[Catalyst] advise on data processing in Cat/DBIC/Model

Mon Nov 26 15:33:02 GMT 2007

Hello,

within my current project, some value is collected up to once a day:

 CREATE TABLE a_value {
  day date PRIMARY KEY,
  other_values integer NOT NULL,
  value integer
  another_value integer
 );

Data comes in a bit sporadic - so I cannot rely each day having an entry.
Actually there also be longer periods (weeks/month/??) without data.

I'm currently a bit at a loss on how to "properly" cook up this data to
easily display it in fixed time steps. I'm thinking of a list of *all*
days/weeks/month/... in a certain timerange.
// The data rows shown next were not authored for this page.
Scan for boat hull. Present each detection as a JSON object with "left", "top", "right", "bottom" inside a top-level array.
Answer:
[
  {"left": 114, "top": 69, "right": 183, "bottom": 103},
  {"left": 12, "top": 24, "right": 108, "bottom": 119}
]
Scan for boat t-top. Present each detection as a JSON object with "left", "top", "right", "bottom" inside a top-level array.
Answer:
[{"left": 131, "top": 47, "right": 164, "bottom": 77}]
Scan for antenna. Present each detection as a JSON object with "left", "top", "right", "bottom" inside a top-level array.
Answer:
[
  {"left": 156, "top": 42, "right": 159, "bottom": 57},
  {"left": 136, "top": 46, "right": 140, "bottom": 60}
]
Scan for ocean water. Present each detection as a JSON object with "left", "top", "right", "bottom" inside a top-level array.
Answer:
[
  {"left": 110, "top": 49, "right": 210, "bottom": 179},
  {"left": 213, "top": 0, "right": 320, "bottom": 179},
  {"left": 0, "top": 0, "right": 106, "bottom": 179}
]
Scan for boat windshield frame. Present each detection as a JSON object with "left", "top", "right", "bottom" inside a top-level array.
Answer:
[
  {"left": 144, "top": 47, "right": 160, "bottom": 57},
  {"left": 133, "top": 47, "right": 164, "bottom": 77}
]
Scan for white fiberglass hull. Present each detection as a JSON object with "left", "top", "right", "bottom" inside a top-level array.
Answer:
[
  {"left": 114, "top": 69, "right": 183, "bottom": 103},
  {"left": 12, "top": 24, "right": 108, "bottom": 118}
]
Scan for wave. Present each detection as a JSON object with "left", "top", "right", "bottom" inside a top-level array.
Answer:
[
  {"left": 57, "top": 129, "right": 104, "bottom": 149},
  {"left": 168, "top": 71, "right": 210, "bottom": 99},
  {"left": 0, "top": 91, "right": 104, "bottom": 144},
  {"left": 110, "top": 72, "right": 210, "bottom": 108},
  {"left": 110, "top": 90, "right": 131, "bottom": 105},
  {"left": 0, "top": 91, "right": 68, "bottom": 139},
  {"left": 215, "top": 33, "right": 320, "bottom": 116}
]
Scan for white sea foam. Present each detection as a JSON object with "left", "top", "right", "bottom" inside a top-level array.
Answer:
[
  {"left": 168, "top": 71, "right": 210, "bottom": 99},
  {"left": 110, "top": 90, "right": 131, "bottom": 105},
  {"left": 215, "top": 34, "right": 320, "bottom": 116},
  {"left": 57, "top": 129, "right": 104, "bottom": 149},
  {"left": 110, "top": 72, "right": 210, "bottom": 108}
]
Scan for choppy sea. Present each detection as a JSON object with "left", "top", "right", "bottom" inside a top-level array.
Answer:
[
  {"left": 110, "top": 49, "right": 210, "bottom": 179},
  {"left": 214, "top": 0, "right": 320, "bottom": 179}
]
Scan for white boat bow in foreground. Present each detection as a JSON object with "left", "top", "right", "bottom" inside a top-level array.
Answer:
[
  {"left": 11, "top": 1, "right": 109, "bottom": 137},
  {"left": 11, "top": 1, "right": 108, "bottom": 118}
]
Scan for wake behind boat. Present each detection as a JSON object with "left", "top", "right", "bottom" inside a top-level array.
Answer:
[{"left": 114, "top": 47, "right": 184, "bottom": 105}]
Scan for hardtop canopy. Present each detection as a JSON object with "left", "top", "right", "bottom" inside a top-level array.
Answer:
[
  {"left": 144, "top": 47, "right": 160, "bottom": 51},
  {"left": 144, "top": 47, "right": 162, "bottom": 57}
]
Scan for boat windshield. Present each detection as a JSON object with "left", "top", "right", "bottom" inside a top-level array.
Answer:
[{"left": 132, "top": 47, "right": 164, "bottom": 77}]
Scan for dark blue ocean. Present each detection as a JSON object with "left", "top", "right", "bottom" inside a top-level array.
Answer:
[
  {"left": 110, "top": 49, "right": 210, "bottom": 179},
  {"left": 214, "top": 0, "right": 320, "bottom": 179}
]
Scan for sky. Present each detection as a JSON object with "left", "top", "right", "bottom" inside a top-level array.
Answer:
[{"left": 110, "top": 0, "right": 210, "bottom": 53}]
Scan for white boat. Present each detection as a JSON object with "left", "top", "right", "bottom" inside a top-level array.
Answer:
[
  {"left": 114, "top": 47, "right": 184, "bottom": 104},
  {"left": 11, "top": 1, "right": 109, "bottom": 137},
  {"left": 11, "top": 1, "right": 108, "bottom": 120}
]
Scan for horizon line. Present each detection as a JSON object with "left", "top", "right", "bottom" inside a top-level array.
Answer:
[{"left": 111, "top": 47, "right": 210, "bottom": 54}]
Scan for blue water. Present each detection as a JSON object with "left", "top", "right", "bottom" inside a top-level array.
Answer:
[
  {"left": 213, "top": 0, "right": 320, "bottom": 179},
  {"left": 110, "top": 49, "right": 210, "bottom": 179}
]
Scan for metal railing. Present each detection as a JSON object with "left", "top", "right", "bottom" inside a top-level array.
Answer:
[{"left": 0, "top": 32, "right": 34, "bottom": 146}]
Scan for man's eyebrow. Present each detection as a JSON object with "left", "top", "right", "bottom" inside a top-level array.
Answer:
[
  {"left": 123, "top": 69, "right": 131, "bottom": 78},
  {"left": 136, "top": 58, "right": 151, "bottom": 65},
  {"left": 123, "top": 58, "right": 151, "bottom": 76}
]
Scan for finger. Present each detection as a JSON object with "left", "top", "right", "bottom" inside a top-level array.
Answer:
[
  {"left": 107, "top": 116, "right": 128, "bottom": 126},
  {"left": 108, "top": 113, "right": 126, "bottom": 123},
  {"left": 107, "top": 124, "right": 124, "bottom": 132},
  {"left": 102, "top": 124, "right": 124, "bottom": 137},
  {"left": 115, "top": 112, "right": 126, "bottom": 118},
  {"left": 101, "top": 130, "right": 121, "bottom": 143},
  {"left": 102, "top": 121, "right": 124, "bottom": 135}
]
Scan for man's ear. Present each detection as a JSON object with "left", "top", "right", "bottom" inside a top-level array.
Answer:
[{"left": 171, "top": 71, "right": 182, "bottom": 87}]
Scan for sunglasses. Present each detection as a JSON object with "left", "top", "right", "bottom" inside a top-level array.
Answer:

Such a list would allow the
view easy access to present the data (say as html table with one row per
time step or as input for GD::Graph).

This means there are basically two tasks:
- aggregate the data for each time step: No-brainer with DBIx::Class.
- get NULL entries for time steps without data: The intersting part.

I can come up the following solutions to generate the NULL entries:

- use a SQL stored procedure or temp table with the start-dates of the
  desired time-steps, do an outer join and stuff this in a DBIC
  result_source as described in the DBIC cookbook under "arbitrary SQL".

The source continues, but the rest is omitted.